Nobel prize for pair against abuse
Congolese doctor Denis Mukwege and Yazidi campaigner Nadia Murad won the 2018 Nobel peace prize on Friday for their work in fighting sexual violence in conflicts around the world. The pair won the award “for their efforts to end the use of sexual violence as a weapon of war and armed conflict”, Nobel committee chair Berit ReissAndersen said in unveiling the winners in Oslo, an announcement which won international praise.
The prize was announced as #MeToo marks its first anniversary after a year in which allegations of sexual abuse, rape and harassment have toppled dozens of powerful men. By recognising the pair’s work, the Nobel committee has placed a spotlight on the use of sexual violence in war as a global problem.
Mukwege, 63, was recognised for two decades of work to help women recover from the violence and trauma of sexual abuse and rape in the wartorn eastern Democratic Republic of Congo. Known as “Doctor Miracle”, he is an outspoken critic of the abuse of women during war who has described rape as “a weapon of mass destruction”.
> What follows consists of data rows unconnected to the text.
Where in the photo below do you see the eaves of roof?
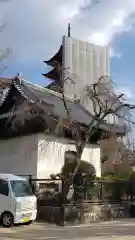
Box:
[0,78,126,134]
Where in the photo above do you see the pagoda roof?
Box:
[0,78,126,135]
[44,45,62,67]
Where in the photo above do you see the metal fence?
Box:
[20,175,135,205]
[19,175,135,225]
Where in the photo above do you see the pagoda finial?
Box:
[68,22,71,37]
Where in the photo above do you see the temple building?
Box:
[0,28,128,178]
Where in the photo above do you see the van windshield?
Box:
[10,180,33,197]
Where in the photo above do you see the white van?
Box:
[0,174,37,228]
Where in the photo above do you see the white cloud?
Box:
[117,86,134,100]
[0,0,135,62]
[109,47,122,58]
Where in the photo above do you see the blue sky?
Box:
[0,0,135,97]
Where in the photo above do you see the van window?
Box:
[10,180,33,197]
[0,179,9,196]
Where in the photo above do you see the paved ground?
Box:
[0,220,135,240]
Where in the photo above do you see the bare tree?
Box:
[0,22,11,75]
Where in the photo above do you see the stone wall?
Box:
[38,202,129,225]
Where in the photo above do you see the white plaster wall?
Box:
[0,134,38,177]
[37,134,101,178]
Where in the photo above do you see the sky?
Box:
[0,0,135,98]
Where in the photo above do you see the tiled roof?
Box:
[0,76,125,134]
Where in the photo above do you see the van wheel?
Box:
[24,220,32,225]
[1,212,14,228]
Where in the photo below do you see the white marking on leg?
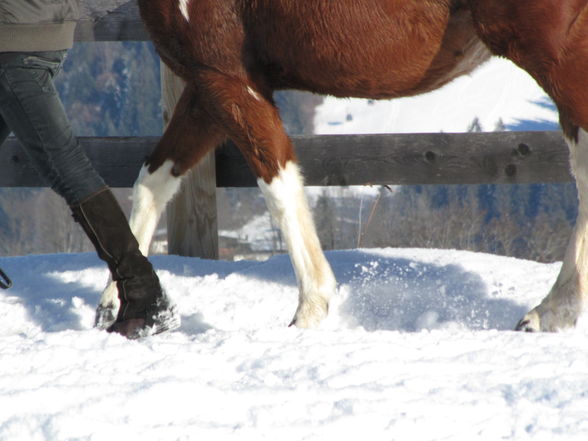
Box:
[100,160,181,316]
[523,130,588,331]
[179,0,190,22]
[257,162,336,328]
[129,160,181,256]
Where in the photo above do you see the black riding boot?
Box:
[71,189,179,338]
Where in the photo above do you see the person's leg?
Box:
[0,51,105,205]
[0,52,179,338]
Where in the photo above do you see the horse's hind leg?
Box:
[199,71,336,328]
[472,0,588,331]
[95,86,224,329]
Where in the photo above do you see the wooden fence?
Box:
[0,0,572,258]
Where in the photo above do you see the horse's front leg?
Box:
[95,87,218,329]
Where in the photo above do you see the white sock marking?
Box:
[257,162,336,327]
[129,160,181,256]
[100,160,181,314]
[535,129,588,331]
[179,0,190,22]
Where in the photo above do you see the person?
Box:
[0,0,179,338]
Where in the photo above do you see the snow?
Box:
[0,249,588,441]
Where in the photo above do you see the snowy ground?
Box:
[0,249,588,441]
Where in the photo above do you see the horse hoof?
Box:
[288,302,329,329]
[106,298,181,340]
[94,305,117,329]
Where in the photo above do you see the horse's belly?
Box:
[250,0,487,98]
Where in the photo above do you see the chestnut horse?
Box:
[97,0,588,331]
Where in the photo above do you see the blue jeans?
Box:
[0,51,106,205]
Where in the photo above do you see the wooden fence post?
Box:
[161,62,218,259]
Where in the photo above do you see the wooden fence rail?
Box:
[0,132,572,187]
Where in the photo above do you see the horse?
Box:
[97,0,588,331]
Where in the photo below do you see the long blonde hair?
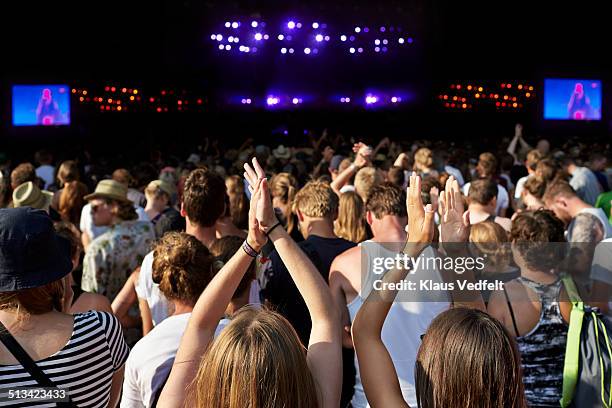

The committee also honoured Murad, a 25-year-old Iraqi woman from the Yazidi community who in 2014 was kidnapped by Islamic State militants and endured three months as a sex slave before managing to escape. She was one of thousands of Yazidi women and girls who were abducted, raped and brutalised by jihadists during their assault that year on the Kurdish-speaking minority.
The Nobel committee said Murad had shown “uncommon courage” in recounting her own sufferings, saying she had “refused to accept the social codes that require women to remain silent and ashamed of the abuses to which they have been subjected”.